Newseum
Environmental Graphics
Branding
Location
Washington, DC
Client
Ennead Architects
Publications and Recognitions
Archigraphia Redux (Graphis)
Global Corporate Identity
(Harper Collins)
Graphic Design + Architecture:
A 20th-Century History
(Rockport Publishers)
Graphis
The Language of Graphic Design (Rockport Publishers)
Novum World of Graphic Design (Germany)
This Way Please (Sandu)
An overall environmental graphics and wayfinding sign program was designed to link the various areas of the museum and headquarters facility. Due to the project’s scale, as well as the diversity and mixed-use characteristics of each of its public areas, the challenge was to maintain a cohesive public information program throughout the building while emphasizing the political and historical goals of the foundation.
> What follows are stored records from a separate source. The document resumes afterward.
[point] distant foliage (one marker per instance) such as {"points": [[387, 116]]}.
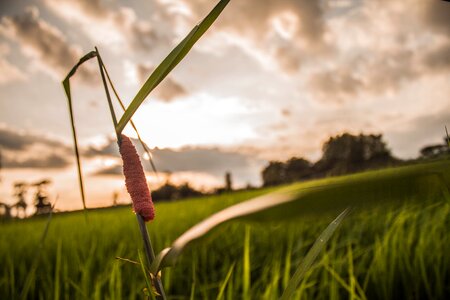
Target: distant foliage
{"points": [[342, 154]]}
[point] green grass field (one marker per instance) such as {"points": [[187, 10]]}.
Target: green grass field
{"points": [[394, 245]]}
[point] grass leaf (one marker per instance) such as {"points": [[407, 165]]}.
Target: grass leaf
{"points": [[66, 85], [311, 256], [170, 62]]}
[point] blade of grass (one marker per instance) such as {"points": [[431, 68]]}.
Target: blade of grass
{"points": [[144, 145], [225, 282], [311, 256], [170, 62], [144, 271], [32, 272], [66, 85], [246, 265], [108, 96]]}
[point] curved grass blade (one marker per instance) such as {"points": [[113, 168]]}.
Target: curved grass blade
{"points": [[311, 256], [170, 62], [324, 195], [66, 85], [225, 282], [108, 96], [32, 271], [144, 145]]}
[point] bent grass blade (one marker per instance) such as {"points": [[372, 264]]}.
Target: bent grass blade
{"points": [[311, 256], [66, 85], [170, 62]]}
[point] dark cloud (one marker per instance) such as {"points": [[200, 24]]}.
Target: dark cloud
{"points": [[213, 161], [52, 161], [438, 59], [168, 90], [300, 26], [44, 42], [379, 73], [138, 34], [15, 140], [26, 150], [436, 14], [8, 72]]}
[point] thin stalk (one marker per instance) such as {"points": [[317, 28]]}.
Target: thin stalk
{"points": [[156, 279], [66, 86], [77, 153], [108, 96], [149, 253], [144, 145]]}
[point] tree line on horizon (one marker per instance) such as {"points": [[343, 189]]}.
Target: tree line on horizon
{"points": [[345, 154]]}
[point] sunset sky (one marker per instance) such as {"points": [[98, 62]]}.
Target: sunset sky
{"points": [[269, 80]]}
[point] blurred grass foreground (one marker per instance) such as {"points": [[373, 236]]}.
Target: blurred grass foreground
{"points": [[393, 245]]}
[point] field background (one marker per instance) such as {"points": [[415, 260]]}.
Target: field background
{"points": [[393, 245]]}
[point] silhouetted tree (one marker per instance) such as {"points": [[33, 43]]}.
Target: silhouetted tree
{"points": [[41, 201], [20, 190], [348, 153], [171, 192], [435, 151], [274, 173]]}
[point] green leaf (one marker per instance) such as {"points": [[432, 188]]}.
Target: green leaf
{"points": [[311, 256], [66, 85], [170, 62], [360, 190]]}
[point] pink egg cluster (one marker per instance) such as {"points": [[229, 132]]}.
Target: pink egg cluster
{"points": [[135, 180]]}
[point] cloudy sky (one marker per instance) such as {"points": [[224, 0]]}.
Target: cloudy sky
{"points": [[270, 80]]}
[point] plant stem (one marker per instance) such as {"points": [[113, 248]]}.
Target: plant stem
{"points": [[108, 96], [156, 280]]}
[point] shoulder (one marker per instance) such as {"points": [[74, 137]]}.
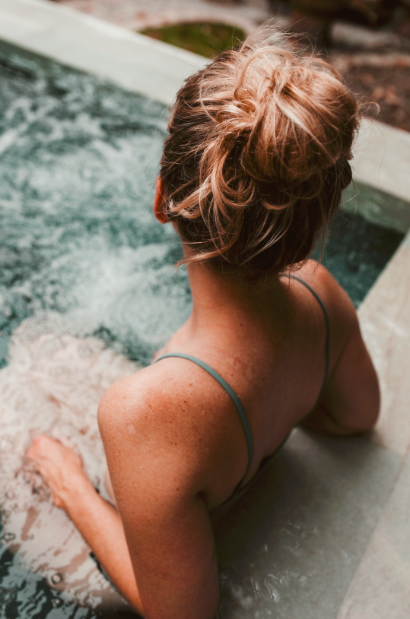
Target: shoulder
{"points": [[167, 415], [338, 305], [337, 302]]}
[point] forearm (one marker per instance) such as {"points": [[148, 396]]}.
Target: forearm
{"points": [[101, 527]]}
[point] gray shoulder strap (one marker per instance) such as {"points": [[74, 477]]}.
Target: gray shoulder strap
{"points": [[327, 325], [231, 392]]}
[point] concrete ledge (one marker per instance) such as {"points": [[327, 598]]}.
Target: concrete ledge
{"points": [[157, 70], [385, 320], [131, 60]]}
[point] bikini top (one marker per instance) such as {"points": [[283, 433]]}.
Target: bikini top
{"points": [[240, 489]]}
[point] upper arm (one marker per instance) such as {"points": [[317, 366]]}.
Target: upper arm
{"points": [[165, 520], [351, 396]]}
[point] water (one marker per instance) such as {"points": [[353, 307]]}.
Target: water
{"points": [[88, 292]]}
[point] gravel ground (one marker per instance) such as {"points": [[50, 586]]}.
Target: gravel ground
{"points": [[375, 64]]}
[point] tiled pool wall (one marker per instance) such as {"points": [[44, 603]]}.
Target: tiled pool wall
{"points": [[79, 161]]}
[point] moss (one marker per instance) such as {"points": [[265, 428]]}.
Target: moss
{"points": [[204, 38]]}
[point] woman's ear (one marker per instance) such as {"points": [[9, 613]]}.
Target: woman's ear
{"points": [[159, 203]]}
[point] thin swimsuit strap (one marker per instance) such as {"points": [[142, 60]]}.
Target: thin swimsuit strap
{"points": [[327, 335], [235, 398], [231, 392]]}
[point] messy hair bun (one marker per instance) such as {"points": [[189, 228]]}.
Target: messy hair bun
{"points": [[257, 156]]}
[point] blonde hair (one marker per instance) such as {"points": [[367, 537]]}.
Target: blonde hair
{"points": [[257, 156]]}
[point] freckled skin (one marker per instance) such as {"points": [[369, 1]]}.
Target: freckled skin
{"points": [[175, 446]]}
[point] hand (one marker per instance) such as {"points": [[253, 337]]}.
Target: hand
{"points": [[61, 468]]}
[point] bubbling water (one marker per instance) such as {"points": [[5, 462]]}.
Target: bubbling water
{"points": [[52, 385]]}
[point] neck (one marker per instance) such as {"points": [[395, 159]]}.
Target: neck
{"points": [[219, 299]]}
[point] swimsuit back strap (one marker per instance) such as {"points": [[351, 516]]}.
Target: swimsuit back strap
{"points": [[231, 392], [327, 338]]}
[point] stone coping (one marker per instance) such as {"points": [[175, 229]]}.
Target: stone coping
{"points": [[157, 70]]}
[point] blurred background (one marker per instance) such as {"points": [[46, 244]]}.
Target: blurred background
{"points": [[368, 41]]}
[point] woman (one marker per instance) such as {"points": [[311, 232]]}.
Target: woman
{"points": [[251, 174]]}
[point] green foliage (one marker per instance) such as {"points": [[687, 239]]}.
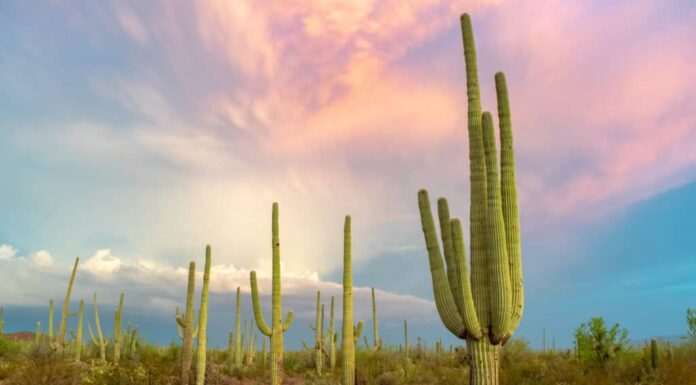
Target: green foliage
{"points": [[597, 345], [691, 323]]}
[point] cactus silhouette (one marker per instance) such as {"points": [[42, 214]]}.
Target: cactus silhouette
{"points": [[278, 327], [203, 321], [486, 309], [188, 331]]}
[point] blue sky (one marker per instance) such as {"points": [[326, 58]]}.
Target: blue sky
{"points": [[134, 134]]}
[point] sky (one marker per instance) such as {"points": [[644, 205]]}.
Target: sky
{"points": [[135, 133]]}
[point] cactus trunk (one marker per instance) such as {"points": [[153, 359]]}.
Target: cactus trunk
{"points": [[118, 337], [238, 333], [348, 343], [332, 339], [203, 321], [486, 308], [60, 343], [278, 327], [186, 323]]}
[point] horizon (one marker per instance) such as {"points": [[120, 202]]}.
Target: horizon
{"points": [[136, 133]]}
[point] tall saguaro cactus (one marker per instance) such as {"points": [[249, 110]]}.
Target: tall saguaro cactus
{"points": [[238, 332], [118, 332], [351, 333], [60, 343], [203, 321], [80, 329], [186, 323], [332, 339], [278, 327], [486, 309], [99, 340]]}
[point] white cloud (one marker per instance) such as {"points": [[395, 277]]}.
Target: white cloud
{"points": [[7, 252]]}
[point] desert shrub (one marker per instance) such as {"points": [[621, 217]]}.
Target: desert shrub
{"points": [[597, 345]]}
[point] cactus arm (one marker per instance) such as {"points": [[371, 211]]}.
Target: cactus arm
{"points": [[203, 321], [66, 307], [256, 304], [451, 259], [444, 300], [288, 320], [467, 309], [500, 290], [477, 175], [509, 200]]}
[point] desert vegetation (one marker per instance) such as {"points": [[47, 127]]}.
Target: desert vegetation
{"points": [[480, 302]]}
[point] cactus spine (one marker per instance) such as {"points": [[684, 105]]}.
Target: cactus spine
{"points": [[319, 335], [203, 321], [332, 339], [186, 323], [60, 343], [50, 320], [406, 337], [278, 327], [351, 334], [80, 329], [375, 333], [100, 340], [238, 333], [37, 335], [488, 309], [118, 336]]}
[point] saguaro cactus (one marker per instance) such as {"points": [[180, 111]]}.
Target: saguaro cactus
{"points": [[375, 331], [99, 340], [351, 334], [654, 355], [203, 321], [406, 337], [60, 342], [318, 336], [238, 333], [488, 309], [80, 329], [332, 339], [50, 320], [37, 335], [278, 327], [186, 323], [118, 335]]}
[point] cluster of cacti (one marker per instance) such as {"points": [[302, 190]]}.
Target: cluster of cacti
{"points": [[488, 309], [278, 327]]}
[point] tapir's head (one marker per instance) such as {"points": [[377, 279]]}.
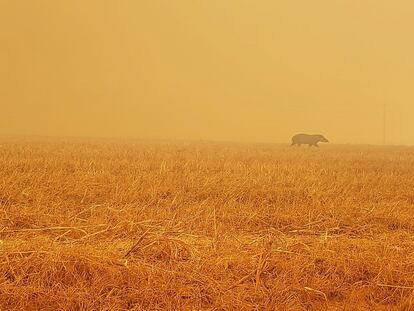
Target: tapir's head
{"points": [[323, 139]]}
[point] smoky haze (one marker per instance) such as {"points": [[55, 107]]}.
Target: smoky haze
{"points": [[222, 70]]}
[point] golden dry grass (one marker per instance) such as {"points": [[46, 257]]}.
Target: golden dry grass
{"points": [[205, 226]]}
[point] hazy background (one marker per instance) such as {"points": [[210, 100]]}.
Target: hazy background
{"points": [[213, 69]]}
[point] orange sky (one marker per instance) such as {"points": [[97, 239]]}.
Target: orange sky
{"points": [[196, 69]]}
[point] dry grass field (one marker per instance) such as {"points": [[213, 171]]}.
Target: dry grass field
{"points": [[133, 225]]}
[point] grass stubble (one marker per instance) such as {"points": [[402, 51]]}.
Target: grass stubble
{"points": [[139, 225]]}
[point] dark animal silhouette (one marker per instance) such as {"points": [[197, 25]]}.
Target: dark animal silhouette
{"points": [[306, 139]]}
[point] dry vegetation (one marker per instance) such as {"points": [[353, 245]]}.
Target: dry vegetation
{"points": [[197, 226]]}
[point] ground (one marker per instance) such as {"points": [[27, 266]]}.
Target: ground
{"points": [[141, 225]]}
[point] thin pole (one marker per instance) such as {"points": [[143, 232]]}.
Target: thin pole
{"points": [[384, 123]]}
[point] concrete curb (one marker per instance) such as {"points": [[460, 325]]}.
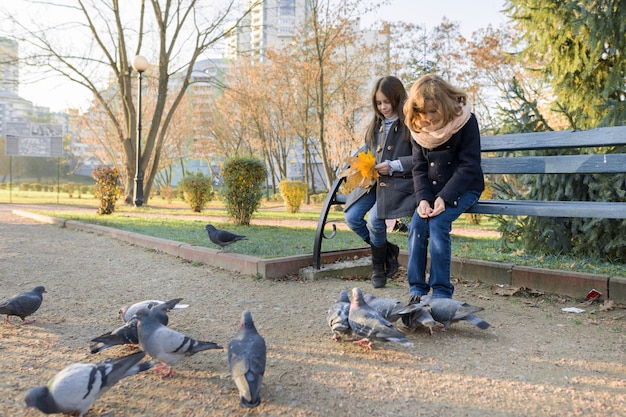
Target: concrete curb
{"points": [[350, 263]]}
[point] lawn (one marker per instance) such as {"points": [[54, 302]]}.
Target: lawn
{"points": [[278, 241]]}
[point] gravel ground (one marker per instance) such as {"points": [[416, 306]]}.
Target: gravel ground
{"points": [[535, 360]]}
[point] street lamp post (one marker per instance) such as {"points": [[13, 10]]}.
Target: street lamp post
{"points": [[140, 64]]}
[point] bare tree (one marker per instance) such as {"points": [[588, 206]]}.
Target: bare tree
{"points": [[172, 34]]}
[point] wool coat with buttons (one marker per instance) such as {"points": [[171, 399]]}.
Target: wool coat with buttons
{"points": [[451, 169], [394, 193]]}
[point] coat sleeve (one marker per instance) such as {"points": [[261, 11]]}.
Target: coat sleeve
{"points": [[468, 171]]}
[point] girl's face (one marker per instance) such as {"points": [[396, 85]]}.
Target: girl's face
{"points": [[430, 114], [383, 105]]}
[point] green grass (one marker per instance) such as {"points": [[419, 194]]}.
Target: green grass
{"points": [[277, 241]]}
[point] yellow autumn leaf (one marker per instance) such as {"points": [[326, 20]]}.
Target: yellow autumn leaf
{"points": [[361, 170]]}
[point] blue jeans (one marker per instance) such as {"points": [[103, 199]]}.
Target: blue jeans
{"points": [[437, 229], [374, 229]]}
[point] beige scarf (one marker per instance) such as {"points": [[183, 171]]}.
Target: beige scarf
{"points": [[431, 136]]}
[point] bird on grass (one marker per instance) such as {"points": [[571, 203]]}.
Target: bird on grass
{"points": [[223, 238], [74, 389], [246, 361], [23, 305], [128, 334], [369, 325], [165, 344]]}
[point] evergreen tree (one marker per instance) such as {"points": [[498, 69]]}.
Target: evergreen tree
{"points": [[578, 49]]}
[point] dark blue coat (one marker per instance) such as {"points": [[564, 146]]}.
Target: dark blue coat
{"points": [[394, 193], [450, 169]]}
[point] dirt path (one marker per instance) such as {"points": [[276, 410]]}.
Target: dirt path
{"points": [[535, 360]]}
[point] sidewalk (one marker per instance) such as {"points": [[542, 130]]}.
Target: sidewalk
{"points": [[573, 284]]}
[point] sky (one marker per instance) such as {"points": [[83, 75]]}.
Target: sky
{"points": [[471, 15]]}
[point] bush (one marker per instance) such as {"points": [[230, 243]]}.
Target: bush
{"points": [[107, 188], [167, 193], [293, 193], [242, 190], [197, 190]]}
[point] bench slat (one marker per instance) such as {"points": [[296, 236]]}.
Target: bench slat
{"points": [[601, 137], [588, 209], [563, 164]]}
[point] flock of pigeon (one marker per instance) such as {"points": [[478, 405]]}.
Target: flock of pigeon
{"points": [[365, 319], [368, 319], [75, 388]]}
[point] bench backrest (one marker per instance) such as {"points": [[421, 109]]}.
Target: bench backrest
{"points": [[510, 163]]}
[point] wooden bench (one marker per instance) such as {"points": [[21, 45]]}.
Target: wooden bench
{"points": [[493, 147]]}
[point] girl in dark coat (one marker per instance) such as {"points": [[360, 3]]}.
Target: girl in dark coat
{"points": [[392, 196], [447, 176]]}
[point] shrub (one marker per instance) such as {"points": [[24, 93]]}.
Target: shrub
{"points": [[70, 186], [167, 193], [197, 190], [106, 189], [293, 193], [242, 190]]}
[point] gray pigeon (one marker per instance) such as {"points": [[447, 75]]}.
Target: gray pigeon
{"points": [[127, 334], [223, 238], [337, 316], [369, 325], [23, 305], [77, 387], [165, 344], [420, 317], [246, 361], [448, 311], [389, 308], [126, 313]]}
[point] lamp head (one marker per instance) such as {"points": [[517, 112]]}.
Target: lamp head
{"points": [[140, 63]]}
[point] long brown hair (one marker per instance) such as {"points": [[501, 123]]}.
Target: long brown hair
{"points": [[395, 92], [432, 88]]}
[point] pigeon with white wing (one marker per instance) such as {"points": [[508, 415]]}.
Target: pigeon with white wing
{"points": [[127, 312], [165, 344], [127, 334], [389, 308], [74, 389], [246, 361], [337, 316], [370, 326]]}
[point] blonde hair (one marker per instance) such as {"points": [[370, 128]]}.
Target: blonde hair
{"points": [[432, 88]]}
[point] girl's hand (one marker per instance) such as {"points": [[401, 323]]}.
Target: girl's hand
{"points": [[424, 209], [439, 207], [382, 168]]}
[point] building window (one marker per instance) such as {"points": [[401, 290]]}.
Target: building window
{"points": [[287, 7]]}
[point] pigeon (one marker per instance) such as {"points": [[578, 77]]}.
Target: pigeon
{"points": [[390, 308], [337, 316], [126, 313], [78, 386], [447, 311], [369, 325], [23, 305], [420, 317], [246, 361], [165, 344], [223, 238], [127, 334]]}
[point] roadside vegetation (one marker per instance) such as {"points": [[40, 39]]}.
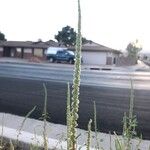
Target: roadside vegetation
{"points": [[123, 142]]}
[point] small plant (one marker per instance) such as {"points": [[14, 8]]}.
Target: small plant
{"points": [[23, 122], [44, 117], [76, 84], [89, 135]]}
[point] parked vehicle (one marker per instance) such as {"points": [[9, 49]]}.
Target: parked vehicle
{"points": [[55, 54]]}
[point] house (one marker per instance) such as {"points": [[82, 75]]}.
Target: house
{"points": [[96, 54], [92, 53], [25, 49]]}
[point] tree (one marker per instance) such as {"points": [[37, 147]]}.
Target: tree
{"points": [[67, 36], [133, 49], [2, 37]]}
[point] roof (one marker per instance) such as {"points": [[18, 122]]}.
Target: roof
{"points": [[92, 46], [29, 44]]}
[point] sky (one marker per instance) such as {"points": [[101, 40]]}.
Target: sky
{"points": [[113, 23]]}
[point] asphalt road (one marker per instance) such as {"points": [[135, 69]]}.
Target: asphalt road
{"points": [[21, 89]]}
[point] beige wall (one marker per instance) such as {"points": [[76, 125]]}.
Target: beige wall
{"points": [[94, 58], [27, 50], [1, 49], [38, 52]]}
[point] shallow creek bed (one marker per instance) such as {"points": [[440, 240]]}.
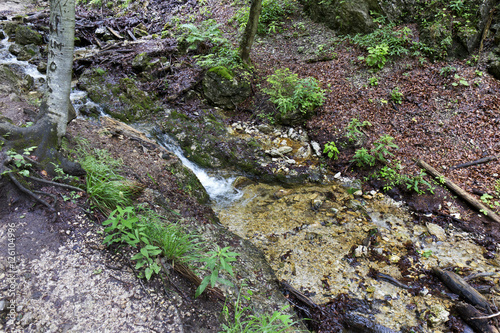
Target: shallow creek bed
{"points": [[325, 242]]}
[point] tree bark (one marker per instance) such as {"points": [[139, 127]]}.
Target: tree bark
{"points": [[60, 62], [250, 31], [463, 194]]}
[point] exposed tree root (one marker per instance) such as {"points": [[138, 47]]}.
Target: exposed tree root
{"points": [[30, 193]]}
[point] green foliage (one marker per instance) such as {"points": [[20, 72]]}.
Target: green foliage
{"points": [[20, 163], [373, 81], [290, 93], [273, 13], [396, 40], [246, 320], [331, 150], [124, 228], [381, 147], [353, 132], [175, 243], [376, 55], [396, 96], [216, 261], [363, 159]]}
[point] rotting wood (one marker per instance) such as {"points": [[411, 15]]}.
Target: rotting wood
{"points": [[459, 191], [470, 314], [476, 162]]}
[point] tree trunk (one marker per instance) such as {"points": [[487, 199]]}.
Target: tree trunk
{"points": [[250, 31], [60, 62]]}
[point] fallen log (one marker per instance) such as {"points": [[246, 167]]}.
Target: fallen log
{"points": [[476, 162], [459, 191], [473, 317]]}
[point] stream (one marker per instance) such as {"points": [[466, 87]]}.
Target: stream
{"points": [[330, 239]]}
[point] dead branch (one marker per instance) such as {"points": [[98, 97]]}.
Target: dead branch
{"points": [[459, 191], [476, 162]]}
The building’s main façade is a glass curtain wall punctuated by a 74-foot-high plane of sandblasted limestone engraved with the 45 words of the First Amendment. This treatment accentuates the large-scale typography as a bas-relief and permanently displays the First Amendment as a timeless element set in a modern context. Wall murals located in ‘The Food Section,’ the museum’s international café, depict bold, colorful, large-scale images of food such as fruits, vegetables, grains, and the like. As the visitor approaches an image, a calculated optical illusion reveals typography, consisting of thousands of small-scale words containing ingredients and fares from around the world. The wayfinding sign program also relies upon color, texture, and pattern to define specific Museum levels and exhibition spaces. A pattern identification system was developed, coding each floor with its own well-defined identity. Patterns are based on news transmission devices such as audio waves, newsprint halftone dots, and video pixels.